Уилкенсон нахмурился и покачал головой: — Я не понимаю.

— Господин. Тинлинг… он был животным… настоящей скотиной. Он бил мою госпожу так, как я никогда нигде не видела. Бил ее хуже, чем собаку, хуже, чем рабыню. Однажды он ее чуть не убил, она неделю лежала в постели, вся в синяках. Я… я… не знаю почему. Она никогда ничего плохого не делала. Ему это просто нравилось, нравилось ее бить. В конце концов он сказал, что завтра убьет ее, и, клянусь Господом, он бы и сделал это.

Она не выдержала, закрыла лицо руками и зарыдала.

— Продолжай, Люси, все в порядке…

Люси снова собралась с духом и подняла голову. — Старуха не могла больше этого выносить, она любила миссис Элизабет, мы все ее любили. У старухи были знания ядов и тому подобное. Она что-то подсыпала ему в еду, чтобы выглядело так, как будто его сердце не выдержало. Он упал замертво прямо в своей спальне, пытаясь добиться от меня своего. Разорвал на мне одежду, весь дрожал… и это было не в первый раз… а потом он упал замертво. Мы все думали, что его сердце не выдержало. Старуха сама сказала мне правду об этом. Прямо перед своей смертью, она мне все рассказала. Шериф нашел этого сукина сына мертвым, со спущенными штанами, и он не хотел об этом ничего говорить, не хотел, чтобы кто-то узнал, как умер этот старый ублюдок.
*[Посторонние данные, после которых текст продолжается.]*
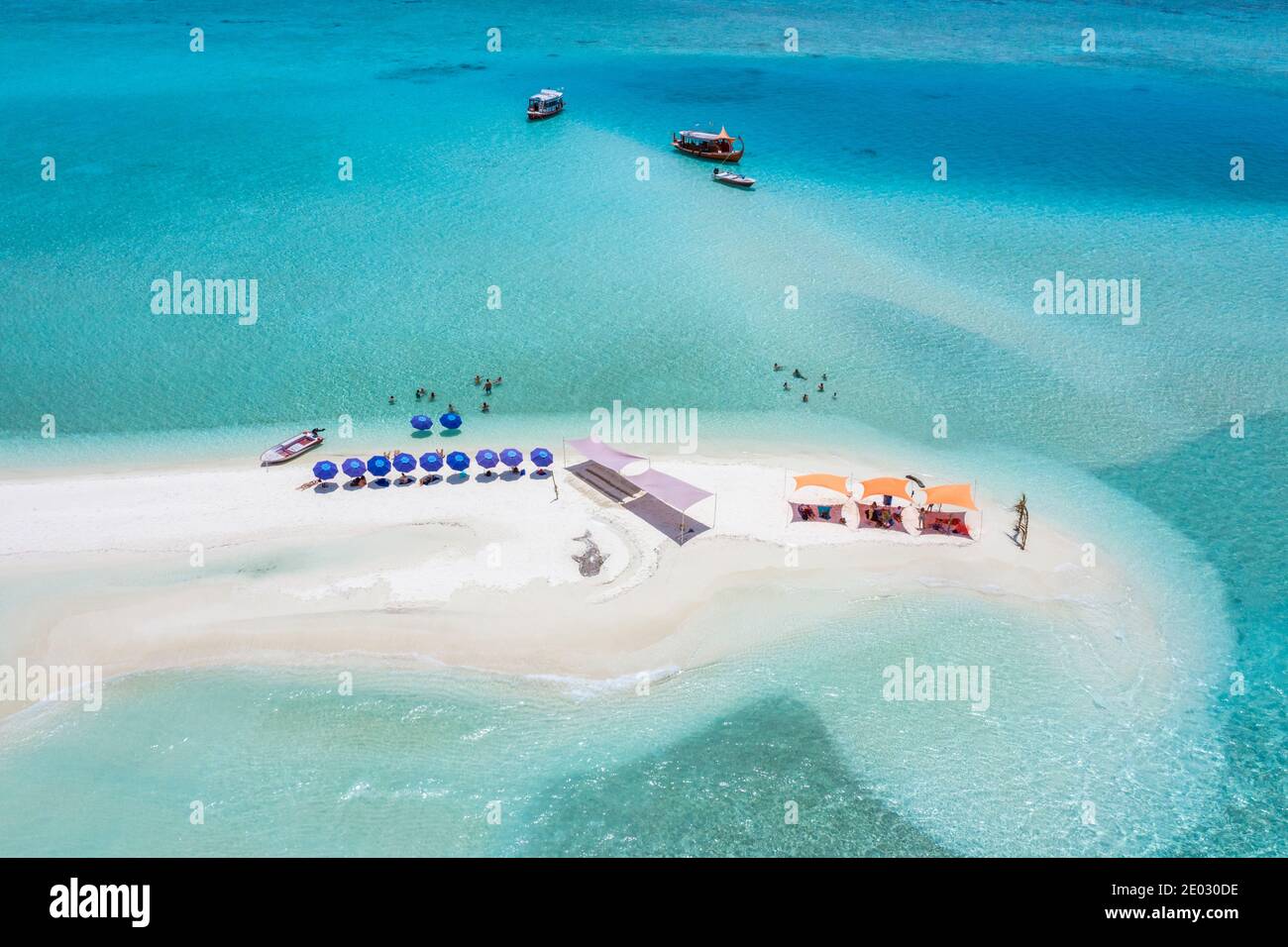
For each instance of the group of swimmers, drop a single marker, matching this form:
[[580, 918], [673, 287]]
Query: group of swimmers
[[797, 373], [485, 384]]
Она снова осмотрелась. Ее нижняя губа дрожала, и она всхлипывала, но в ней было и определенное неповиновение. — Это старуха убила его, совершенно верно, но он сам убил бы миссис Элизабет, если бы она не сделала этого. Он так и сказал, и я это слышала, что он собирался ее убить. Он был сумасшедшим, самым подлым ублюдком, которого я когда-либо знал. Я рада тому, что она совершила.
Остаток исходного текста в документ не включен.